Can anyone tell me anything about these bars?  Opinion on value?  Thank you!


----------



## lgrinnings (Jun 10, 2021)

Your best bet is to search the sold listings.


----------



## catfish (Jun 10, 2021)

Very cool!


----------



## bentwoody66 (Jun 10, 2021)

Would love to have these!!!!!


----------



## cr250mark (Jun 10, 2021)

Tall said:


> Can anyone tell me anything about these bars?  Opinion on value?  Thank you!
> 
> View attachment 1427834
> 
> ...



Very nice racer profile 
Excellent ‘
Mark


----------



## Dweber (Jun 10, 2021)

Great Bars! Have a set on my Racycle.


----------



## dnc1 (Jun 11, 2021)

bentwoody66 said:


> Would love to have these!!!!!



Wouldn't we all!!!!!


----------



## Billythekid (Jun 11, 2021)

Yea put me on the list lol wow those are sick


----------



## Craig Allen (Jun 12, 2021)

I have wooden handlebars. Can anyone i.d. them? (wink-wink)


----------



## Schwinny (Jun 12, 2021)

Craig Allen said:


> View attachment 1428565
> 
> I have wooden handlebars. Can anyone i.d. them? (wink-wink)



Aren't those off a Dowsing bike from Waterford?....


----------



## bikebozo (Jun 12, 2021)

250.00 plus shipping,  is my offer


----------



## Tall (Jun 12, 2021)

thanks for the offer but they are not for sale.  I wanted to share with the community.  But, I have had several offers


----------



## dnc1 (Jun 13, 2021)

bikebozo said:


> 250.00 plus shipping,  is my offer



I thought he was offering $250 for @Craig Allen's version.


----------



## bikebozo (Jun 15, 2021)

Glad to be a joke for everyone


----------



## Tall (Jun 15, 2021)

No joke.  You made an offer and I responded in kind (even though, for the record, I never solicited any offers)  I think comment by @dnc1 was lighthearted and not meant to offend, imho.


----------



## dnc1 (Jun 15, 2021)

bikebozo said:


> Glad to be a joke for everyone






Tall said:


> No joke.  You made an offer and I responded in kind (even though, for the record, I never solicited any offers)  I think comment by @dnc1 was lighthearted and not meant to offend, imho.

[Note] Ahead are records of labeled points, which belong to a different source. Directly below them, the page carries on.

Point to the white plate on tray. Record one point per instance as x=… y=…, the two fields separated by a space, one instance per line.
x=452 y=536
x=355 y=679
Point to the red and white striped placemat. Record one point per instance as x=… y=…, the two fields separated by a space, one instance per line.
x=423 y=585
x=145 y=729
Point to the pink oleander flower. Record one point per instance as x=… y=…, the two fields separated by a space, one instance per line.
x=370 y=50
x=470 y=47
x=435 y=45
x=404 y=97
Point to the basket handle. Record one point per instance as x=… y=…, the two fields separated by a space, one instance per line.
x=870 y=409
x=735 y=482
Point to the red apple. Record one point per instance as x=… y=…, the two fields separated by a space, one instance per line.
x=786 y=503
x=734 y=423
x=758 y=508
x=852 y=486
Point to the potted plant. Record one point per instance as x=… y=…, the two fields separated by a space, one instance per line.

Sincerest apologies @bikebozo, no offense meant or intended.

As @Tall said it was merely a lighthearted attempt at humour, which I realise may not have come across as such from across the pond.

Best regards, 
Darren.


----------



## locomotion (Jun 20, 2021)

@Tall I still need those bars
What would you like as a trade?


----------